Specifically, Meta AI tweeted, the company built an AI model capable of translating between 200 languages — for a total of 40,000 different translation directions.

“To give a sense of the scale, the 200-language model has over 50 billion parameters,” Zuckerberg wrote. “The advances here will enable more than 25 billion translations every day across our apps.”

According to a July 6, 2022 LinkedIn post by Meta AI, the modeling techniques from this work have already been applied to improve translations on Facebook, Instagram, and Wikipedia.

A Meta AI blog post implies that the company aims to integrate translation tools developed as part of NLLB into the metaverse, noting that “the ability to build technologies that work well in hundreds or even thousands of languages will truly help to democratize access to new, immersive experiences in virtual worlds.”

While the paper does not include a list of languages addressed in the project, the NLLB page on GitHub mentions Asturian, Luganda, and Urdu as examples of low-resource languages. The authors — some of whom are associated with UC Berkeley and Johns Hopkins University, in addition to Meta AI — noted that the degree of standardization varied across the languages studied, with an apparently “single” language potentially contending with competing standards for script, spelling, and other guidelines.

Researchers also weighed the potential risks and benefits of the new tools from NLLB for low-resource language communities. They considered the impact on education especially promising, but wondered whether increasing the visibility of certain groups online might make them more vulnerable to increased censorship and surveillance, or exacerbate digital iniquities within the groups.

In preparation for the project, researchers interviewed native speakers to better understand the need for low-resource language translation support.

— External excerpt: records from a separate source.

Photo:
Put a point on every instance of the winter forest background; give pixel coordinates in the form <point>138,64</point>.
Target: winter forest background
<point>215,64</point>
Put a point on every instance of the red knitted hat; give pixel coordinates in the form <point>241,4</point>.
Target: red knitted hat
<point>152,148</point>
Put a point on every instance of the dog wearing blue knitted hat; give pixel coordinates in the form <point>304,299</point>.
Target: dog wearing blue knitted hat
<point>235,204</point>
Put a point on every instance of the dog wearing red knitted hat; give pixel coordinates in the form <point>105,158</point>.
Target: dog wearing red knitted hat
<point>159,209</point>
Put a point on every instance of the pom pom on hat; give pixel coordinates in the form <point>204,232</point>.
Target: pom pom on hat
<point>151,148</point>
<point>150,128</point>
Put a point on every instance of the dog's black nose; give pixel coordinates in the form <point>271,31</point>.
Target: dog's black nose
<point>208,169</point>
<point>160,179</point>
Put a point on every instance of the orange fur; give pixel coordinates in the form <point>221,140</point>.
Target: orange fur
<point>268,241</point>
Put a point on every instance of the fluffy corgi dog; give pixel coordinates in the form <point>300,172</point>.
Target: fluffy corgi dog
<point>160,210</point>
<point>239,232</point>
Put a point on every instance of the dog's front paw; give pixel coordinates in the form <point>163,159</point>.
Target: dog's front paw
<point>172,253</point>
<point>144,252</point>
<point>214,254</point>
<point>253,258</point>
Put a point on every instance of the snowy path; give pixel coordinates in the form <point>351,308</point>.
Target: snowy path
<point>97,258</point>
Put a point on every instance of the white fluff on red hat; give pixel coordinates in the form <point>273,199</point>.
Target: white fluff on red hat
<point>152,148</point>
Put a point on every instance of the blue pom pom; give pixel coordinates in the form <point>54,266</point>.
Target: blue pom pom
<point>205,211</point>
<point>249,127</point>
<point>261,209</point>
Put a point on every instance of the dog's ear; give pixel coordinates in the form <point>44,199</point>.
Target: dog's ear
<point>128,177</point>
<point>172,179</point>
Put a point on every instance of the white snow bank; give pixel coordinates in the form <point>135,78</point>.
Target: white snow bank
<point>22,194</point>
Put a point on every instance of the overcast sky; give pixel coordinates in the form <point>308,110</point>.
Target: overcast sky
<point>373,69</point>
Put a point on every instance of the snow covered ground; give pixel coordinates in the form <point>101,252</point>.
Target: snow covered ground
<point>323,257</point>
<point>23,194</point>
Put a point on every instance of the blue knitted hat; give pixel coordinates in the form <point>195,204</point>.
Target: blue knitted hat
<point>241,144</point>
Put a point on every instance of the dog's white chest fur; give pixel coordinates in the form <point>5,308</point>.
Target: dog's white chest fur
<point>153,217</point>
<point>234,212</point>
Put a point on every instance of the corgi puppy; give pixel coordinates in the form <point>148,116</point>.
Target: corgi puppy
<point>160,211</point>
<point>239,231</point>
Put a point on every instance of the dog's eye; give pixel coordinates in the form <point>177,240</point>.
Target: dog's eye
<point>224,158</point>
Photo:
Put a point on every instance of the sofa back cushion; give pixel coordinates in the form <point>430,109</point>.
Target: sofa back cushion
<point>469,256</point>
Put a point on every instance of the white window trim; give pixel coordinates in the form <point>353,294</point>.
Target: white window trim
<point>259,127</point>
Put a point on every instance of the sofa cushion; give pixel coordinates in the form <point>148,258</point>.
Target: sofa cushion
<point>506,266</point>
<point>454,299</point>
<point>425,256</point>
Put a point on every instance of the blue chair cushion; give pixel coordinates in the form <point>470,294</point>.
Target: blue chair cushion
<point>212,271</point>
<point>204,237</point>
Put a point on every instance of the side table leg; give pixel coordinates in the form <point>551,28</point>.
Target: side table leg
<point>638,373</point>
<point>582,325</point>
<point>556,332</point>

They then created a new dataset to level the playing field for low-resource languages: NLLB-Seed, a dataset composed of human-translated bitext for 43 languages.

The team used a novel bitext mining method to create hundreds of millions of aligned training sentences for low-resource languages. This process entailed lifting monolingual data from the Web and determining whether any two given sentences could be a translation.

Researchers then calculated the “distance” between the sentences in a multilingual representation space using LASER 3, which researcher Angela Fan singled out as a major contribution to improved translation of low-resource languages. Starting with a more general model, LASER, researchers can specialize the representation space to extend to a new language with very little data.

They also employed modeling techniques designed to significantly improve low-resource multilingual translation by reducing over-fitting.

NLLB introduced another innovation: FLORES 200, a high-quality human-translated evaluation dataset. Fan explained that previous SOTA had only evaluated performance on 101 languages using FLORES-101, a many-to-many evaluation dataset from 2021.

The authors reported that their model achieved a 44% improvement in BLEU, thus “laying important groundwork towards realizing a universal translation system.”

But, as to be expected, improvement was not uniform across language pairs, with little to no improvement for pairs such as Armenian into English or French into Wolof.

Having open-sourced their work on GitHub, Meta AI now offers up to USD 200,000 in grants to help nonprofit organizations use NLLB-200.